Tuesday, August 19, 2008

The Wall Street Journal and Hot Air are picking up on some recent comments by Obama on a "single-payer" health care plan (as is found in Canada, for example):

“If I were designing a system from scratch, I would probably go ahead with a single-payer system,” Obama told some 1,800 people at a town-hall style meeting on the economy.

A single-payer system would eliminate private insurance companies and put a Medicare-like system into place where the government pays all health-care bills with tax dollars.

[...]

Obama’s health-care plan aims for universal coverage by offering a new government-run marketplace where Americans could buy insurance, mostly from private plans. He would offer subsidies to individuals and to small business owners that offer their workers coverage. His plan also would require that parents get insurance for their kids. And he aims to lower health-care costs to make coverage more affordable. His plan includes one small step toward single payer. His new marketplace would create a new government-run plan, like Medicare, to compete against the private plans.

But Obama repeated that he rejects an immediate shift to a single-payer system. “Given that a lot of people work for insurance companies, a lot of people work for HMOs. You’ve got a whole system of institutions that have been set up,” he said at a roundtable discussion with women Monday morning after a voter asked, “Why not single payer?”

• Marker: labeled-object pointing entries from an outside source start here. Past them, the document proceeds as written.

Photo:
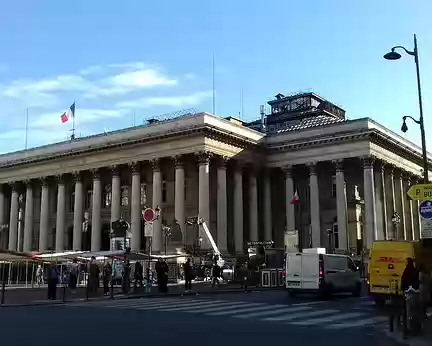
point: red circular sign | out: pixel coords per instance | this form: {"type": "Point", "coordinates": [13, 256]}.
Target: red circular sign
{"type": "Point", "coordinates": [148, 215]}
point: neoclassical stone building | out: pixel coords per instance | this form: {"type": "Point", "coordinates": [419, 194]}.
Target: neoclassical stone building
{"type": "Point", "coordinates": [351, 177]}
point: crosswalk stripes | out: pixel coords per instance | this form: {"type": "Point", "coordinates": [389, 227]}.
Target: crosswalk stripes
{"type": "Point", "coordinates": [295, 314]}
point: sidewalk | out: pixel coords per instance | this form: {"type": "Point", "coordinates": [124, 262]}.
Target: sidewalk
{"type": "Point", "coordinates": [422, 340]}
{"type": "Point", "coordinates": [38, 296]}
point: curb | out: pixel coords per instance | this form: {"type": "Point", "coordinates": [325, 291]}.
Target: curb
{"type": "Point", "coordinates": [142, 296]}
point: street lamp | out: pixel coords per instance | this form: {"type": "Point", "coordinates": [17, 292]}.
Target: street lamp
{"type": "Point", "coordinates": [393, 55]}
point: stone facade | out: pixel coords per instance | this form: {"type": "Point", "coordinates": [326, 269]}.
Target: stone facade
{"type": "Point", "coordinates": [350, 176]}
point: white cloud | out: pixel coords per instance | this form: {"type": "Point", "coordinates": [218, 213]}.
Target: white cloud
{"type": "Point", "coordinates": [170, 101]}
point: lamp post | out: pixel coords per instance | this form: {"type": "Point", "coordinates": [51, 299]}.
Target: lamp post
{"type": "Point", "coordinates": [393, 55]}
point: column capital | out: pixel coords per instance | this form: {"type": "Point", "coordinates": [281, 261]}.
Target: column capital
{"type": "Point", "coordinates": [60, 179]}
{"type": "Point", "coordinates": [204, 157]}
{"type": "Point", "coordinates": [312, 167]}
{"type": "Point", "coordinates": [339, 164]}
{"type": "Point", "coordinates": [95, 173]}
{"type": "Point", "coordinates": [178, 161]}
{"type": "Point", "coordinates": [287, 170]}
{"type": "Point", "coordinates": [368, 161]}
{"type": "Point", "coordinates": [115, 170]}
{"type": "Point", "coordinates": [44, 181]}
{"type": "Point", "coordinates": [155, 165]}
{"type": "Point", "coordinates": [222, 161]}
{"type": "Point", "coordinates": [77, 176]}
{"type": "Point", "coordinates": [135, 167]}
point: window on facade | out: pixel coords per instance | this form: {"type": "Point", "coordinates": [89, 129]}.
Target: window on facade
{"type": "Point", "coordinates": [89, 199]}
{"type": "Point", "coordinates": [143, 194]}
{"type": "Point", "coordinates": [124, 195]}
{"type": "Point", "coordinates": [164, 192]}
{"type": "Point", "coordinates": [186, 189]}
{"type": "Point", "coordinates": [333, 186]}
{"type": "Point", "coordinates": [107, 196]}
{"type": "Point", "coordinates": [72, 202]}
{"type": "Point", "coordinates": [335, 236]}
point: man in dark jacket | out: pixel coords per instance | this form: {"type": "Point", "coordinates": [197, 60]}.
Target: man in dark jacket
{"type": "Point", "coordinates": [187, 269]}
{"type": "Point", "coordinates": [410, 276]}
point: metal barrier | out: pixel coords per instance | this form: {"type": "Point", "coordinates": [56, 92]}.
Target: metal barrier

“People don’t have time to wait,” Obama said. “They need relief now. So my attitude is let’s build up the system we got, let’s make it more efficient, we may be over time—as we make the system more efficient and everybody’s covered—decide that there are other ways for us to provide care more effectively.”

Obama's said things like this before about single-payer health care as an ideal system (witness this January 2008 dust-up between him and the Clinton campaign). While Obama isn't saying that he wants to immediately implement a single-payer system, he also seems to be indicating that he doesn't mind working towards that end; short-term political changes pave the way for other changes.
This focus on incremental change is a key theme of the Obama campaign, perhaps as a legacy of his community organizing. It also allows him to keep his options open for longer-term planning. Will he ultimately work to implement single-payer health care? Maybe. Would he work to ban handguns? Well, he thinks that banning them now is "not politically practicable." Circumstances can change, and, when you have the power of the presidency, you can change a lot of circumstances.